Writers are supposed to write...
Writers are supposed to write what they know. I write about cops. I should know something about them, I spent twenty years in the NYPD. But two decades inside that incredibly complex society buries you in more conflicting knowledge than you can imagine. The experience itself was a writer's goldmine; I have a vault full of stories to tell. Most of them are the flesh and blood truth, tales I simply must get out of my system. I do have a few stories, however, that I keep locked up until I'm positive certain people are dead.
My fourth novel, Nightbird, is a story of a cop investigating the death of a young Broadway actress and struggling not to let the weight of his own loss overwhelm him. This story is fiction, but I've watched enough cops battle inner demons while working a case. Detective Anthony Ryan is an intelligent and compassionate man, the moral center of my earlier books. In this novel he's faced with his most personal challenge, a situation where he can choose to follow the facts of the case, or his own broken heart.
Police work has only two advertised paths: the high road; and the one we're destined to see on the front page, the cop in handcuffs. The overwhelming majority of cops travel neither of these. It's complicated. Police work is all shades of gray, reading between the lines, flying by the seat of your pants. Cops spend their entire careers in the worst five minutes of other people's lives, and sometimes things happen where good, honest people desperately need your help. Every cop who has worked the streets has done things, most often out of simple human decency, that can ruin him or her. The ways of the world and the vagaries of the human heart do not always allow for a strict adherence to the rules. These stories are the ones we trot out at retirement parties after the statute of limitations has expired.

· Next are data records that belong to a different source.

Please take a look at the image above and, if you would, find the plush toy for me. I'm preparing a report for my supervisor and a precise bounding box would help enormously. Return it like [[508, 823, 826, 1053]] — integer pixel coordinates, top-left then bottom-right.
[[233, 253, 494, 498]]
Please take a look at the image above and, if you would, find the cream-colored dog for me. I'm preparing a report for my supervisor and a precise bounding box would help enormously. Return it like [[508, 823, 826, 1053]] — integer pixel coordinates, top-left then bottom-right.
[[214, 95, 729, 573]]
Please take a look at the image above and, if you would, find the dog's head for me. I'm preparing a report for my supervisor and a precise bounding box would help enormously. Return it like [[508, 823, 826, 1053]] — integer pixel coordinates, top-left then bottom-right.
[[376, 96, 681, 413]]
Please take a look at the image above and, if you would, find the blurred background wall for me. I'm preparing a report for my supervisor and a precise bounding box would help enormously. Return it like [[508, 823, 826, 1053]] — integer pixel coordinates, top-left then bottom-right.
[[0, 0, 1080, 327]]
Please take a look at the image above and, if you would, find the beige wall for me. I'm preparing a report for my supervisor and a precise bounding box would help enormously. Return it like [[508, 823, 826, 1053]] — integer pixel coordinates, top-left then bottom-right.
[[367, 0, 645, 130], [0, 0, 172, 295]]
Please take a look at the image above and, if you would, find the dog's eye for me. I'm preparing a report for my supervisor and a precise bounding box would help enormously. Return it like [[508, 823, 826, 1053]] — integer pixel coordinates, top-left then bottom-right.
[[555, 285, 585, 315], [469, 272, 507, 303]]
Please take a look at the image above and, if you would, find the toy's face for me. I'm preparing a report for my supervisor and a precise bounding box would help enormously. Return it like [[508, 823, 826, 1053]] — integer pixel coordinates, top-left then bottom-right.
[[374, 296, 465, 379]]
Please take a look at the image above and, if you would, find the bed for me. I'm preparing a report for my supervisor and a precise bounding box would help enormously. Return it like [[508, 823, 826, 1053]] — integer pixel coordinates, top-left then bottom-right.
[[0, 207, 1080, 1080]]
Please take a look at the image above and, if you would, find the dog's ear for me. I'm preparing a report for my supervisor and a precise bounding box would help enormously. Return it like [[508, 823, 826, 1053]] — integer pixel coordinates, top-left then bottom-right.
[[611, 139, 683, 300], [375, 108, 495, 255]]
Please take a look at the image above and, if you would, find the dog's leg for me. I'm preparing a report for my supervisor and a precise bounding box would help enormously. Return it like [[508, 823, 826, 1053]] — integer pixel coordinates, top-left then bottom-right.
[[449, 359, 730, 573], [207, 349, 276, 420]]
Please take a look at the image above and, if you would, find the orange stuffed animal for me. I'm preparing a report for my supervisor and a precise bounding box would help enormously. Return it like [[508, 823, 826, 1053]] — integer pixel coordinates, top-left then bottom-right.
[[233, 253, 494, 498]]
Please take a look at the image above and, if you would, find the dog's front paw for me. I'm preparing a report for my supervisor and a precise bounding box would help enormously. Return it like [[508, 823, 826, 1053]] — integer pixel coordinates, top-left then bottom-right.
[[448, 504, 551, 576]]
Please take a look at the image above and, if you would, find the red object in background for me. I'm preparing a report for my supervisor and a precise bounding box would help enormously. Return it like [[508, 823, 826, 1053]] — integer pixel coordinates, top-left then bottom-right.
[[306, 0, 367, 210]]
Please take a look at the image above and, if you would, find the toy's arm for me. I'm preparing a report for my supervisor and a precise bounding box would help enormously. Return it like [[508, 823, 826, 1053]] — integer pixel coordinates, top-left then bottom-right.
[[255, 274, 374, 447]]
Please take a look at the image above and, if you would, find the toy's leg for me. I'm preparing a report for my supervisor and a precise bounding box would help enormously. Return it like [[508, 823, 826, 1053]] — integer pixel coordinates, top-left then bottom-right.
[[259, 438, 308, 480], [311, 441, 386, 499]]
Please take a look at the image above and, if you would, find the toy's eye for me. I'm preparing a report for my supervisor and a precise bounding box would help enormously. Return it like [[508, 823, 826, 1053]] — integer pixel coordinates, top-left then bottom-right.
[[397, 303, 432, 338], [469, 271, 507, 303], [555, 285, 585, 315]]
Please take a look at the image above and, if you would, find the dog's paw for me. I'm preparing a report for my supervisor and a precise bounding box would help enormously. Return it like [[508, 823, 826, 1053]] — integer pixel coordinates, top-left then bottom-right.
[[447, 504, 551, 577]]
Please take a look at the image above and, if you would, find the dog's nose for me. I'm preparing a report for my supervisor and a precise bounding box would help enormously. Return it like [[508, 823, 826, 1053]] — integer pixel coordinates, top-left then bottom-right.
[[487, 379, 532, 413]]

My goal is to get as close as I can to the truth of a life in blue. I'm tired of the TV and movie versions that exaggerate the gunplay and wild chases, while ignoring the funny things, the pure craziness cops see every day, as well as the unending flow of sad stories that snip away at a good cop's emotional fuse. I'm fascinated by the work of the NYPD, but I've always known that the soul of police writing is in the off-duty lives of the cops: the weird, hilarious stories they tell each other in cop bars, the way their personal and professional lives inevitably collide. My focus is on the different ways cops approach and are affected by their jobs. How does the fallout damage them, and in turn their wives, husbands, children, partners, and friends? This is what my work is all about. This is Nightbird.